As a side note I need to state that even though I've run the installation code above in Linux we are using mostly Windows and OSX based workstations, there was no problem running SQLAlchemy nor Jinja2 in those systems. May be they were not able to use the C extensions those are supplied with SQLAlchemy and Jinja2 but the general speed is more than ok already.

Manual install:
  1. Download oyProjectManager and extract it and copy the oyProjectManager folder to a shared folder which all of your workstations are able to see
  2. Download SQLAlchemy and again extract it to a shared folder
  3. Do the same for Jinja2
  4. Add this shared folder path to PYTHONPATH environment variable to let all the applications to see the modules.
UI:
  1. If you don't plan to use another interface library and do all that nasty coding by your self I also strongly suggest you to install PyQt4 or PySide for all to your applications (Maya, Nuke, Houdini etc.) and use the UI coming with oyProjectManager. Because installing PyQt4 and PySide is a little bit involving, I'm leaving you by your self about how to install it. For a quick tip search for MyQt4 for Maya, and you can use my post about compiling PyQt4.
  2. Newer versions of Nuke comes with PySide installed, to be able to use PySide instead of PyQt4, add a new environment variable to Nuke's startup script (init.py) called "PREFERRED_QT_MODULE" and assign the value "PySide"

Configuration
  1. oyProjectManager needs two environment variables to be defined, REPO and OYPROJECTMANAGER_PATH

    REPO: set to a path where you want to save your projects. This is typically a mapped drive like "M:\Projects" for Windows and or a mount like "/mnt/M/Projects" in Linux and OSX.

    OYPROJECTMANAGER_PATH: The path that contains the "config.py" file, which is the configuration file for the system (I also suggest to use this folder to place your SQLite3 database file)

    See the documentation of the config file

    for the details about config.py.
  2. You should be ready to go, run maya, be sure that maya is able to see the directory you have copied the modules in to and run:
    from oyProjectManager.environments import mayaEnv
    from oyProjectManager.ui import version_creator
    mEnv = mayaEnv.Maya()
    version_creator.UI(mEnv)
    When you run the above script, you should be able to see the version_creator UI. Which as the name suggests creates new versions for some assets or shots.
    The interface should explain itself. But because you didn't created any Project yet you will not be able to create any assets or shots or versions.
  3. To bring up the project_manager interface use the following code:
    from oyProjectManager.ui import project_manager
    project_manager.UI()
    This will show up a new interface where you can create and edit Projects, Sequences and Shots.

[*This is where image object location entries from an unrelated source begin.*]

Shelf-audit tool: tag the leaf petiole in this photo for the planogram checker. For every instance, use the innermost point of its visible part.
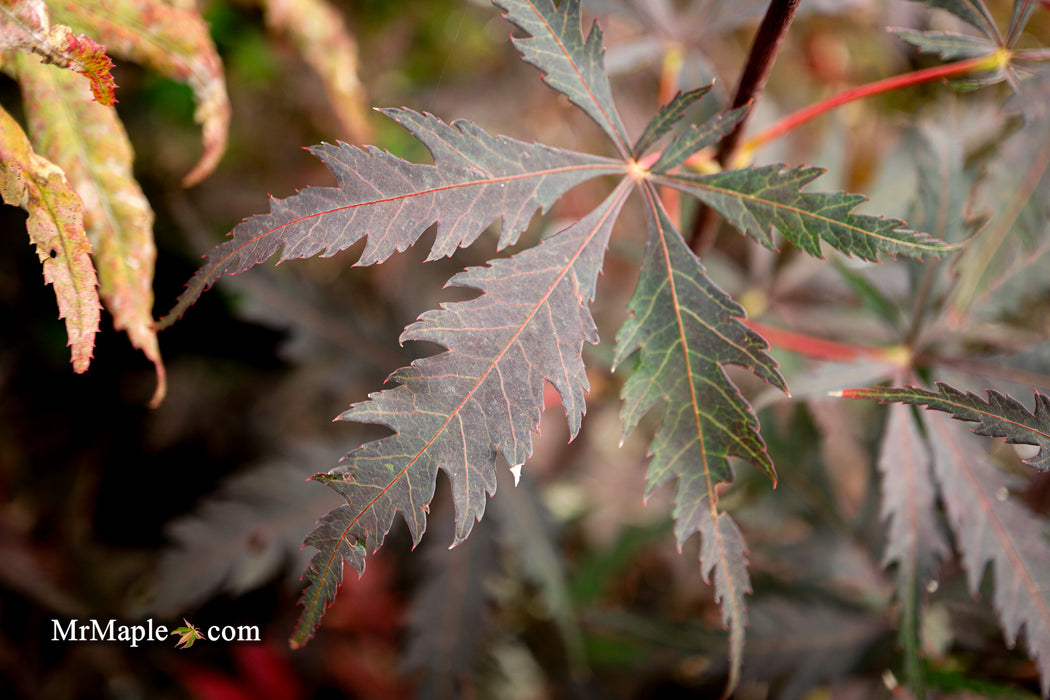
(791, 122)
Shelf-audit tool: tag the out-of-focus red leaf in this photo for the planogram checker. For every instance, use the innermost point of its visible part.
(87, 141)
(172, 41)
(24, 26)
(321, 36)
(56, 228)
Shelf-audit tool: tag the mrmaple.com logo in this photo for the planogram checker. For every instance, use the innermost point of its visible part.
(133, 635)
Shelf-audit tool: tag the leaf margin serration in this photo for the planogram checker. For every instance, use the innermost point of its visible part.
(722, 548)
(293, 226)
(351, 532)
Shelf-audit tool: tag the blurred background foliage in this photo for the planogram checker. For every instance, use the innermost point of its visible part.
(572, 589)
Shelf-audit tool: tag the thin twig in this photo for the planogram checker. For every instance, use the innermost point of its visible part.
(763, 50)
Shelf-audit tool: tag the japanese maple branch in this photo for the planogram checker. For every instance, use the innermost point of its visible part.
(756, 71)
(822, 348)
(799, 118)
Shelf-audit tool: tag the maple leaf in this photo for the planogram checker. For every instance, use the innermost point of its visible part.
(915, 539)
(1000, 416)
(187, 635)
(56, 228)
(972, 12)
(987, 525)
(458, 410)
(171, 40)
(481, 399)
(25, 26)
(476, 178)
(686, 329)
(87, 141)
(572, 65)
(757, 199)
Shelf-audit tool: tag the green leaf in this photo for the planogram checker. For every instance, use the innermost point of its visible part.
(1000, 416)
(670, 114)
(172, 41)
(476, 178)
(56, 227)
(88, 142)
(992, 528)
(915, 539)
(756, 200)
(696, 138)
(685, 329)
(1006, 261)
(571, 65)
(948, 45)
(460, 409)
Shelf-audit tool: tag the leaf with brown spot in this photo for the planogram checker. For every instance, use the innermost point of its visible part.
(56, 228)
(87, 141)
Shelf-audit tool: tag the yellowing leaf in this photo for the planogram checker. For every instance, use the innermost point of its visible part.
(56, 228)
(24, 26)
(87, 141)
(171, 41)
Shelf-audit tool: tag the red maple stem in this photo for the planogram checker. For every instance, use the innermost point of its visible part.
(817, 347)
(796, 119)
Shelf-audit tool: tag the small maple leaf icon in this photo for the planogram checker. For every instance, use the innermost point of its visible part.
(188, 635)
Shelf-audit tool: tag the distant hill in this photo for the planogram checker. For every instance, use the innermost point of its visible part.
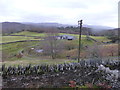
(98, 27)
(12, 27)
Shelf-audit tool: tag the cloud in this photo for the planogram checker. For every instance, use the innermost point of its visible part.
(101, 12)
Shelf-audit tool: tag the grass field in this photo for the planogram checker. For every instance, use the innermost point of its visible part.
(10, 50)
(27, 33)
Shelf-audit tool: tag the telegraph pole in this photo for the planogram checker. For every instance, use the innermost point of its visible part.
(79, 25)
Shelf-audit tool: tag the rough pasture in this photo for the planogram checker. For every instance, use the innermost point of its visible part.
(60, 75)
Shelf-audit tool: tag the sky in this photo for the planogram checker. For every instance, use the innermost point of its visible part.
(92, 12)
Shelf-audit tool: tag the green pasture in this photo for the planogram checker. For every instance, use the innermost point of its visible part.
(100, 38)
(27, 33)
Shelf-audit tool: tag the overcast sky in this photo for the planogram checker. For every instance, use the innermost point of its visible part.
(93, 12)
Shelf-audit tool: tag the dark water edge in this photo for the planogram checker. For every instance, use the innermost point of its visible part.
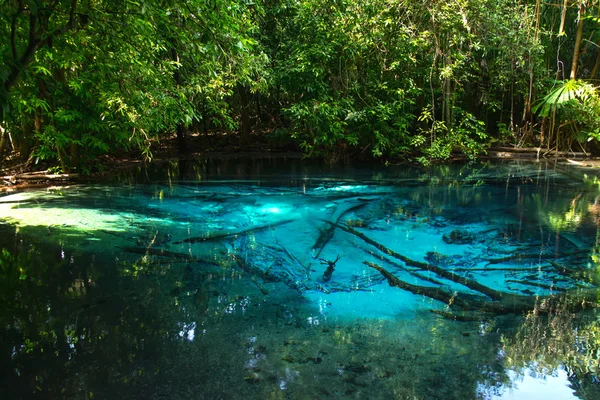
(83, 318)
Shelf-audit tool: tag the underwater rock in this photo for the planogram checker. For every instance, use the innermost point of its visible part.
(459, 237)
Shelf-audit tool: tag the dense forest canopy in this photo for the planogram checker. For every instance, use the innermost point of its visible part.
(385, 78)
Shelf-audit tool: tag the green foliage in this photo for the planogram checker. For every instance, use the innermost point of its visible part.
(389, 78)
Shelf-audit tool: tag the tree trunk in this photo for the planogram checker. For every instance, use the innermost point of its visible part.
(244, 115)
(563, 17)
(577, 41)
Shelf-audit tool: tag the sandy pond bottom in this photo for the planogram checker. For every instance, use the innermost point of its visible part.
(262, 289)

    You can also run the project_manager from the regular Python shell if you have successfully installed oyProjectManager, SQLAlchemy and Jinja2 to your Python.

I hope you will like oyProjectManager and how it helps you to work more easily and organize your files, and drop me a line if you are having problems installing it or you have suggestions for the next releases.

I will do another post showing the scripting part of oyProjectManager and how to create data easily by using plain Python.

And again the real bomb is Stalker, wait for it.